A veces intervenir en lugar de ayudar puede entorpecer el proceso de aprendizaje, aunque como adultos es difícil confiar en la capacidad de los niños para hacer las cosas bien ya que siempre creemos tener una mejor forma de hacerlo y nos cuesta quedarnos callados.
"Los bebés y niños pequeños seguirán naturalmente los mismos pasos que utilizan los científicos para descubrir nuevas verdades: Ellos examinan el objeto, le hacen algo y observan qué sucede y si no obtienen resultados satisfactorios, intentarán algo diferente hasta que descubran la respuesta que produzca los resultados que están buscando".
Algo que sí podemos hacer como adultos es facilitarles a los niños las experiencias necesarias para desarrollar libremente su aprendizaje, olvidarnos un poco del "no toques eso" claro, siempre y cuando la seguridad del niño no se vea afectada.
¿Cómo puedo saber cuanto aprendió mi hijo? ¿Qué tan bien maneja la computadora o cuantas palabras conoce en inglés, árabe o hawaiano? No hay exámen que pueda evaluarlo! y sinceramente no me interesa medirlo!
"A los adultos les gusta ver un progreso ordenado, que puedan medir, evaluar y controlar.
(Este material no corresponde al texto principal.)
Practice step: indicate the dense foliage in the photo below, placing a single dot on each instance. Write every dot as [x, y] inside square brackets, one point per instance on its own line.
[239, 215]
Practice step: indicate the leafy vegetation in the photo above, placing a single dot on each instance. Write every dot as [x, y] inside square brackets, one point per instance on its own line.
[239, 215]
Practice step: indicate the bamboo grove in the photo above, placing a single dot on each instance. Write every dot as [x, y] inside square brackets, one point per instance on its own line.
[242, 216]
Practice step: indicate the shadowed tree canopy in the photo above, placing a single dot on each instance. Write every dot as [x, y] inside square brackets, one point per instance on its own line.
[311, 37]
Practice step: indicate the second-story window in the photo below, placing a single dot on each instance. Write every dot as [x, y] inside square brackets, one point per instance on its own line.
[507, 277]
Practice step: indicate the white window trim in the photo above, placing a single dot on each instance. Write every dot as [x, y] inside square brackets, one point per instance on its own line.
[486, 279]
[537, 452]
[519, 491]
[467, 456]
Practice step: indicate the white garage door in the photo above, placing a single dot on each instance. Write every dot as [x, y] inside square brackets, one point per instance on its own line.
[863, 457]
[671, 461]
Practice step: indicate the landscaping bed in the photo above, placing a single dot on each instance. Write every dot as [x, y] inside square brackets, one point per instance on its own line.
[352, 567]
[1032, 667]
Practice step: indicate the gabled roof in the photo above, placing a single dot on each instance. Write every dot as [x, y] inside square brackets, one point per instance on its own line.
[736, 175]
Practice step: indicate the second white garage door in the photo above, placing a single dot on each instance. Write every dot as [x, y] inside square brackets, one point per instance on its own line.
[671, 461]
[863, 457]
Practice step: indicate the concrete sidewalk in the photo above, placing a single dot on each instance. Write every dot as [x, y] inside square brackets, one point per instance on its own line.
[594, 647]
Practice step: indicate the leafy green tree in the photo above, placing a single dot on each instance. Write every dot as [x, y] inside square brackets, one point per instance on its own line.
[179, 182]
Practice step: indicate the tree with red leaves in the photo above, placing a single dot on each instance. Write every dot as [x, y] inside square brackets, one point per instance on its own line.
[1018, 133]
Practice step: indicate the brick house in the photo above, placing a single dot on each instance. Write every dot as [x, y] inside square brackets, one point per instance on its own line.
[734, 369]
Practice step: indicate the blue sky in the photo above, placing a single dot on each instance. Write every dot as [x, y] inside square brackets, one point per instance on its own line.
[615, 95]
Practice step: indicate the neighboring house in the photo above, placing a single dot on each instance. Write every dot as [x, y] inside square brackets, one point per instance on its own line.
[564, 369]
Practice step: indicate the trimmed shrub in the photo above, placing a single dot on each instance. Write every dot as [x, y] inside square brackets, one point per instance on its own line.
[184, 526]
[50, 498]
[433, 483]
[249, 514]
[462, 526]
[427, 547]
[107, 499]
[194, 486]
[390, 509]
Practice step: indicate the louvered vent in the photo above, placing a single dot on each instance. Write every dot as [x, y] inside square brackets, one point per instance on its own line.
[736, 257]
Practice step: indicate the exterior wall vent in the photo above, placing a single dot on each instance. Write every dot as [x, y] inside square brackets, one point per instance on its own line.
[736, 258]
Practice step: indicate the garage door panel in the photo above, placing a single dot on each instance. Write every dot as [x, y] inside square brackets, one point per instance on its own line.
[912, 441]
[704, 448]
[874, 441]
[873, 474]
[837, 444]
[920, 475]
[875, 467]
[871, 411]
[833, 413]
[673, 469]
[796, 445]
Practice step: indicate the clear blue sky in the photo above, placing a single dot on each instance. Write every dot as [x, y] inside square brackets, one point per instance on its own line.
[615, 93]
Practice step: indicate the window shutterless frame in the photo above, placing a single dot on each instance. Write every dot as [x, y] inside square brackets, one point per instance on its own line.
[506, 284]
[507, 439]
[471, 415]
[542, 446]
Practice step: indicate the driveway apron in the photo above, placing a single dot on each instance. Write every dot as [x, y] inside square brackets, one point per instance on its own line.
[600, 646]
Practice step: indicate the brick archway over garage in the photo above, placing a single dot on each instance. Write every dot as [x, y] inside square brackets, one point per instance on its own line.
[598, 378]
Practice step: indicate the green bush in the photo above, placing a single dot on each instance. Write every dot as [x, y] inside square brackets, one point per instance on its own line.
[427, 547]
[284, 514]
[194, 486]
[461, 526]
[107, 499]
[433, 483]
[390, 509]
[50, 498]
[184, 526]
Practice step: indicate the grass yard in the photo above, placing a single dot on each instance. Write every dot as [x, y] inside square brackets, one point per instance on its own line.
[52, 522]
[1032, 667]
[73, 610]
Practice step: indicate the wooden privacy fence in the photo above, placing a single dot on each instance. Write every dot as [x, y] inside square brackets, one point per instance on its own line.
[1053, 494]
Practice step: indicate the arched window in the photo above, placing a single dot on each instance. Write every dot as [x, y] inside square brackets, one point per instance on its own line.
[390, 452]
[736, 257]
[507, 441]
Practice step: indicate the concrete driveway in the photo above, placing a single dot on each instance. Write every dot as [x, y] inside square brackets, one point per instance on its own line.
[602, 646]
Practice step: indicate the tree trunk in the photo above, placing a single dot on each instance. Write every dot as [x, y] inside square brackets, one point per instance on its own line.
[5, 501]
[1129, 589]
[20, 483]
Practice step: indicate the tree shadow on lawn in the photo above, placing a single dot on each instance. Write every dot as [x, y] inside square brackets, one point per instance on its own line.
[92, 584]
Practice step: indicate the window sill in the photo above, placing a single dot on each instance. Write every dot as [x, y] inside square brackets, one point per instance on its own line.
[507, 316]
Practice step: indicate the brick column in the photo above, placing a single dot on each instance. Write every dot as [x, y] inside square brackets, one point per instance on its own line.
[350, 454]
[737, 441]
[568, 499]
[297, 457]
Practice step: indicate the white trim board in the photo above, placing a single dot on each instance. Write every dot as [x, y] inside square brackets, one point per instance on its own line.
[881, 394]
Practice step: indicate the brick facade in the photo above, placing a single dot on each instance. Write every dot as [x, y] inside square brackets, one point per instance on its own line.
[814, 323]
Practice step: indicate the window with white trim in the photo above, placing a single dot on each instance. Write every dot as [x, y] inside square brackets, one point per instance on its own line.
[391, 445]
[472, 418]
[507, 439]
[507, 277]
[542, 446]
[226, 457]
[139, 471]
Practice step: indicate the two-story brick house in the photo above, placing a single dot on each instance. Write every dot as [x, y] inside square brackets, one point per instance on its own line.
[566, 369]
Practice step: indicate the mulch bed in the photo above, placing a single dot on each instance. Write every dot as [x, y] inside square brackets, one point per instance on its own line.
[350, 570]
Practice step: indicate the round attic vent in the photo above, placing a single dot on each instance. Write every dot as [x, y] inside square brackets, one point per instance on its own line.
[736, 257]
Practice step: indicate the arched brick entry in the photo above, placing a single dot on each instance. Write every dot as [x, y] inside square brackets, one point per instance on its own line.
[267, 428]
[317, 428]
Pero la disciplina natural no funciona de esa manera, empieza como algo interno que progresa en etapas, en saltos y descansos, en zig-zag ó de manera espiritual".
Me basta con ser fiel espectadora de sus ganas de aprender, y ver su carita de sorpresa cuando logra descubrir algo nuevo por sí mismo.

- Aprendiendo cómo utilizar la laptop, no han recibido lecciones al respecto, sólo nos aseguramos que no dañen algo, incluso tienen una PC de escritorio en la que pueden trabajar de forma libre -
Texto en azul extraído del cap. 5 de la publiación Ser Padres Sin Castigar.